運転席周りでは助手席がマニュアル調整式となり、シートヒーターの設定がなく、シート地がファブリック&部分レザーのコンビネーションになるのがT5 Inscription以上のグレードとの違いで、逆に言えばそれ以外は上級グレードとほぼ変わらない。もっと言えば、T5 Inscriptionのレザーシートよりファブリックシートのほうがかけ心地がソフトで、体重が軽くても適度に沈み込むホールド感、快適感で上回る印象だ。体重64kgのボクも、迷わず張りの固いレザーシートより、明るく洗練された、スウェディッシュデザインの粋が際立つ、ブロンドカラーのファブリックのテキスタイルコンビネーションシートを選択するだろう。
T5 InscriptionとT4 Momentumの走行性能の違いは主にDRIVE-Eと呼ばれる、ボルボ最新の2Lガソリンターボエンジンによるものだ。T5は252ps、35.7kg-m。T4は190ps、30.6kg-mとなる(ミッションはどちらも8AT)が、加速性能というよりエンジンフィールの違いに見るべき点がある。
T5とT4では、エンジンのスムーズさ、振動のなさ、静かさが大きく異なる
試乗したT4 Momentum FFの走りは、車重がAWDに対してちょうどボクの体重ぐらいの60kg軽いこともあり、より軽快。言い方を変えればT5 AWDのほうが車重分、クラスを超えたしっとり重厚感ある(つまりXC60に乗っているような錯覚を覚えるほど)乗り心地を示してくれるというわけだ。

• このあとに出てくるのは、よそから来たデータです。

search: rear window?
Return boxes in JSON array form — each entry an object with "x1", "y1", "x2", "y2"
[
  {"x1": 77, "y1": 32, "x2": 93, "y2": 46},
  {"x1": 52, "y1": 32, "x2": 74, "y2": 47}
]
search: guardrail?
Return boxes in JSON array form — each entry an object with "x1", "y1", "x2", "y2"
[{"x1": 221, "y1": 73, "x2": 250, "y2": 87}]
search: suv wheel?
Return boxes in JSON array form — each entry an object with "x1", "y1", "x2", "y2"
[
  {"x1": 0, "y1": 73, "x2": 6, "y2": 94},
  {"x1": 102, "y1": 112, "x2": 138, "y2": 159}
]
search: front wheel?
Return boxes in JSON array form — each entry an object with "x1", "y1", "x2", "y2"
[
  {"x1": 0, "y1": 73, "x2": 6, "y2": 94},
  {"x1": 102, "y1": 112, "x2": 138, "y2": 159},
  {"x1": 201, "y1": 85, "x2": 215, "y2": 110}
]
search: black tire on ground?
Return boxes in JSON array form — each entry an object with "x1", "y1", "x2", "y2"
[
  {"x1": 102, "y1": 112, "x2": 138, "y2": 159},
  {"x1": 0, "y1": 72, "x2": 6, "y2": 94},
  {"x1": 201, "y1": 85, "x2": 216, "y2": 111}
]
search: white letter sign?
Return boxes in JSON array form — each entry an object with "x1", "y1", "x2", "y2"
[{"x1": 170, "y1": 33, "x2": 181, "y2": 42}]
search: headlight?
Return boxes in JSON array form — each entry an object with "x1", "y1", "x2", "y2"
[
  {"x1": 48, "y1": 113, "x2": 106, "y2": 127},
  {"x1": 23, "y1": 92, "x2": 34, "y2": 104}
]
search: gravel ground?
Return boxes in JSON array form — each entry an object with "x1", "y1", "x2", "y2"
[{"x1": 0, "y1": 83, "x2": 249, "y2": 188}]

動力性能はT4でもドライブモード・セッティングがデフォルトのコンフォートであればまったく問題なし。ファミリーユースのコンパクトSUVとして必要十分以上の加速力を発揮する。T5との差がつくのは、延々と続く登坂路、ドライブモード・セッティングをエコモードにしたときにでも余裕があるかないか・・・ぐらいのものだ。